Prognostic Signature GXYLT2 Is Correlated with Immune Infiltration in Bladder Cancer

Shuo Wu  1 Shipei Qiu  2 Wei Chen  3 Liucheng Ding  2 Lejun Wu  1
Affiliations

Prognostic Signature GXYLT2 Is Correlated with Immune Infiltration in Bladder Cancer

Shuo Wu et al. Dis Markers. .

Abstract

Background: GXYLT2 (glucoside xylosyltransferase 2) was known as an important gene that regulates classical Notch signaling and is involved in progression in human tumors. However, the correlation between GXYLT2 expression and bladder cancer remains unclear.

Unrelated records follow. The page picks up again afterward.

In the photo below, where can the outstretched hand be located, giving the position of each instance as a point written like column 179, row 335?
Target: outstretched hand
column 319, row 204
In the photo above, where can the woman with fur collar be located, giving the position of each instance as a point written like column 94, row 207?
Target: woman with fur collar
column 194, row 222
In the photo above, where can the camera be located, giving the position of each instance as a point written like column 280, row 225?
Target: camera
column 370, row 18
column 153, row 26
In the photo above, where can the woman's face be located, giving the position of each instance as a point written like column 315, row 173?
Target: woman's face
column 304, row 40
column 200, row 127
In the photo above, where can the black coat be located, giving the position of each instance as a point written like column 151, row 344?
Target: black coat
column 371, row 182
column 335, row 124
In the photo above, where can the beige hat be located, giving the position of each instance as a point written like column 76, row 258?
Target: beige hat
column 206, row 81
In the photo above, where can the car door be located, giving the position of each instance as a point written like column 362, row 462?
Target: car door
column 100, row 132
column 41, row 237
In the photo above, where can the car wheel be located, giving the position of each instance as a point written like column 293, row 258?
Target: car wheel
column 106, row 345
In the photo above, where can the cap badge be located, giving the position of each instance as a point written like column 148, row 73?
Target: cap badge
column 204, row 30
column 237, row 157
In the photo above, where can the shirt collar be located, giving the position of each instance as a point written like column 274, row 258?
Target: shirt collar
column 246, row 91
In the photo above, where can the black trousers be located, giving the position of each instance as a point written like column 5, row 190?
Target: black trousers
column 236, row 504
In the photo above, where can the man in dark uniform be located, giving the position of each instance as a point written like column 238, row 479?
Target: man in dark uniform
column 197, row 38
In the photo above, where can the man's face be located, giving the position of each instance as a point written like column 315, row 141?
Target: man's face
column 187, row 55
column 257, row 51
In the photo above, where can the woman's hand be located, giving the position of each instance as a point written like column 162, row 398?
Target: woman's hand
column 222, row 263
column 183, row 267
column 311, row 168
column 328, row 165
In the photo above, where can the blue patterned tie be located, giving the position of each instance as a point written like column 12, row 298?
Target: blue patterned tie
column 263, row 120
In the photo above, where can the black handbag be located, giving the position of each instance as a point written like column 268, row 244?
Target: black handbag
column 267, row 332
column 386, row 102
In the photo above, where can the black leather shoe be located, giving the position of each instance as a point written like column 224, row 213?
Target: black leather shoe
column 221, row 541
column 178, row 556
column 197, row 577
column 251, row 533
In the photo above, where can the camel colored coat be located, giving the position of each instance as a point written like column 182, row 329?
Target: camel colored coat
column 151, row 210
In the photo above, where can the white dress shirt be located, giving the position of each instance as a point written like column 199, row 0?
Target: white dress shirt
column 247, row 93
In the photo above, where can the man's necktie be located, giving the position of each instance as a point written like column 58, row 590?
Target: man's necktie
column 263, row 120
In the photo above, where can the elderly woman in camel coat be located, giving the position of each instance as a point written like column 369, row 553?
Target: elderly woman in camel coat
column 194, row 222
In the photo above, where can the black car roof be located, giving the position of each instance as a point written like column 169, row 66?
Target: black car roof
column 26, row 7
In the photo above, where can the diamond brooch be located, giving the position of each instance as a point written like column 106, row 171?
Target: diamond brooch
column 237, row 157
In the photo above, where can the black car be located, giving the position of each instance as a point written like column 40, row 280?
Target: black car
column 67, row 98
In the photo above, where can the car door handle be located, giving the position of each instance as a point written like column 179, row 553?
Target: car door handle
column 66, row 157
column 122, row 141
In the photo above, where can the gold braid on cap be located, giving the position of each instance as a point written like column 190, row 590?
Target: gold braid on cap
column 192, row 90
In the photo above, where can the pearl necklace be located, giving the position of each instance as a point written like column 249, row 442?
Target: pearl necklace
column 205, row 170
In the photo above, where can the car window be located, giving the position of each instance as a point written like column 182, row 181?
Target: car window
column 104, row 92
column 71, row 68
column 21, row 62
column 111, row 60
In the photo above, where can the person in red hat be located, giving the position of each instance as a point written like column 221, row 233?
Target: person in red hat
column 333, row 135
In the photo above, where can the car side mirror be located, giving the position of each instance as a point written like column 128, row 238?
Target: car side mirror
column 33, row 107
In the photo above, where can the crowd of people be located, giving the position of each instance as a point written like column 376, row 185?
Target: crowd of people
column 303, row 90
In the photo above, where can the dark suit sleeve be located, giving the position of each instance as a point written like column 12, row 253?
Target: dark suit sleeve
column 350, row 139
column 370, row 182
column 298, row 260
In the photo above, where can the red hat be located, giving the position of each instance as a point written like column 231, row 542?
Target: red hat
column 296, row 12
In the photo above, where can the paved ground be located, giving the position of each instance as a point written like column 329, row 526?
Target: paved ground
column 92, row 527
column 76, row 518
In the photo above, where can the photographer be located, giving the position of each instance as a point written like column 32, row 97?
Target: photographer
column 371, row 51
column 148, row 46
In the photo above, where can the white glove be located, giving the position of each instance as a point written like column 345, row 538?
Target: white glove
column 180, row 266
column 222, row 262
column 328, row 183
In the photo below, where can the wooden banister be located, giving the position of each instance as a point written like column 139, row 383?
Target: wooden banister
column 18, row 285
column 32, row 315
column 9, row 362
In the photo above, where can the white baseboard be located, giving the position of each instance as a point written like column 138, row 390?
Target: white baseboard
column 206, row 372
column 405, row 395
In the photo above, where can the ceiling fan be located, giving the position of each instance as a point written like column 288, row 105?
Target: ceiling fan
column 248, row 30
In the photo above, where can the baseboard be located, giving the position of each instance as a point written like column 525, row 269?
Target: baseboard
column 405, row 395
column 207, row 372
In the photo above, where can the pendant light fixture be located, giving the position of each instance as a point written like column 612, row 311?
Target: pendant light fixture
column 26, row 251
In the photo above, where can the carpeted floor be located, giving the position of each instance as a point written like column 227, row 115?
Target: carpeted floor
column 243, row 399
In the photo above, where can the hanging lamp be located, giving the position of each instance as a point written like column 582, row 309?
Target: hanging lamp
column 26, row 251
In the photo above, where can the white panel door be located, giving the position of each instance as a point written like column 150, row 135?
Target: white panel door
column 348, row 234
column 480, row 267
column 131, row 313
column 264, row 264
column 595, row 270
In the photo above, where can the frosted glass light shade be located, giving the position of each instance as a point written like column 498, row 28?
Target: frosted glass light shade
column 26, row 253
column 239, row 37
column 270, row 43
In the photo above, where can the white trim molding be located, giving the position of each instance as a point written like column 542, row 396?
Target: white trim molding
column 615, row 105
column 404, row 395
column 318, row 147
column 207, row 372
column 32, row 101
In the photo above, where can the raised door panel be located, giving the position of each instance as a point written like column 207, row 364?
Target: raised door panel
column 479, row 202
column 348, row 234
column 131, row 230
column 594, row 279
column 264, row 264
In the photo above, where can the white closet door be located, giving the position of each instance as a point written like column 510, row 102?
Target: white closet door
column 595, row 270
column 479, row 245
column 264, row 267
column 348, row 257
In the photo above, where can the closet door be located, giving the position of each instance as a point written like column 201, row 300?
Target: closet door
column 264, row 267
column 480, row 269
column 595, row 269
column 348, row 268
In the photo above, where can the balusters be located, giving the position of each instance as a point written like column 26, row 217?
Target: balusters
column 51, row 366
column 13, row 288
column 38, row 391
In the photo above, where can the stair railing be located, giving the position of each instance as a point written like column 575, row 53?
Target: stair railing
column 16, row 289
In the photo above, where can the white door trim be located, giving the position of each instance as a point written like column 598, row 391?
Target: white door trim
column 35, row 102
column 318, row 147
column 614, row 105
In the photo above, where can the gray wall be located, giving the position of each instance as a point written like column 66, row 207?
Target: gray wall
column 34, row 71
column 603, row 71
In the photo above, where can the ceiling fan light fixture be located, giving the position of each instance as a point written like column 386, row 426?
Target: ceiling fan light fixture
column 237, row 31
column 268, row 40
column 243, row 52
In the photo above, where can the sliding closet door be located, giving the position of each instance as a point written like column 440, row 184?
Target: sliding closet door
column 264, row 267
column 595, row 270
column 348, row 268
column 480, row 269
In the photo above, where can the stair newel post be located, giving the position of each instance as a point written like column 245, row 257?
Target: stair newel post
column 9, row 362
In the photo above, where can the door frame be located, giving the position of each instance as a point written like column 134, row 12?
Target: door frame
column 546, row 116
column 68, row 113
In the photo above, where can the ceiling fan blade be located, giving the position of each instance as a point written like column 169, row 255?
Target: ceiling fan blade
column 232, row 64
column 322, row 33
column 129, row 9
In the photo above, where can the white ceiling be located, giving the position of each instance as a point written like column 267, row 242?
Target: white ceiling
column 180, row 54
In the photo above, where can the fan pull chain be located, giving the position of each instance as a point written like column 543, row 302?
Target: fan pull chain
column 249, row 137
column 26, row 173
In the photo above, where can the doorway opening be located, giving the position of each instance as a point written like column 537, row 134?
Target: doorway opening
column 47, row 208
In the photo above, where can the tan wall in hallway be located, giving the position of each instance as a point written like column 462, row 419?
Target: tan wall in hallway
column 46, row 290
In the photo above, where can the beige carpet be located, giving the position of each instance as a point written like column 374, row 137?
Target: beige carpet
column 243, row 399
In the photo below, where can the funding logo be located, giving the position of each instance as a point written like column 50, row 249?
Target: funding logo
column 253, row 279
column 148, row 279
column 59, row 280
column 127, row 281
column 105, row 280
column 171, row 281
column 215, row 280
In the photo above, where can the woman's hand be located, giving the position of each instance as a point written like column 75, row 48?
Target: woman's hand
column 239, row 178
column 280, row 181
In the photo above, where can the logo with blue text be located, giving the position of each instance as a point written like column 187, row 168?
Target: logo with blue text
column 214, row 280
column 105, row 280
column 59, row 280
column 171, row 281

Methods: GXYLT2 expression was analyzed by ONCOMINE database, GEPIA database, and TIMER database. The Cancer Genome Atlas (TCGA) was utilized to confirm relationships between GXYLT2 and molecular subtypes of BLCA (bladder cancer). We discovered prognostic value of GXYLT2 in BLCA using GEPIA, LinkedOmics database, and Kaplan-Meier Plotter database. Subsequently, correlations between GXYLT2 and tumor immune infiltration were investigated through TIMER and TISIDB website. We then downloaded data of patients with BLCA from TCGA website, to conduct functional annotations and to construct protein-protein interaction network through STRING and Enrich web servers.

Results: Significant differences were observed between GXYLT2 expression of bladder cancer and normal tissues. GXYLT2 was a poor prognostic biomarker in BLCA with impact on diverse clinical characteristics. We found that GXYLT2 was closely related to tumor immune infiltrated cells and immune genes. Functional annotations indicated that GXYLT2 was linked to immune-related pathways.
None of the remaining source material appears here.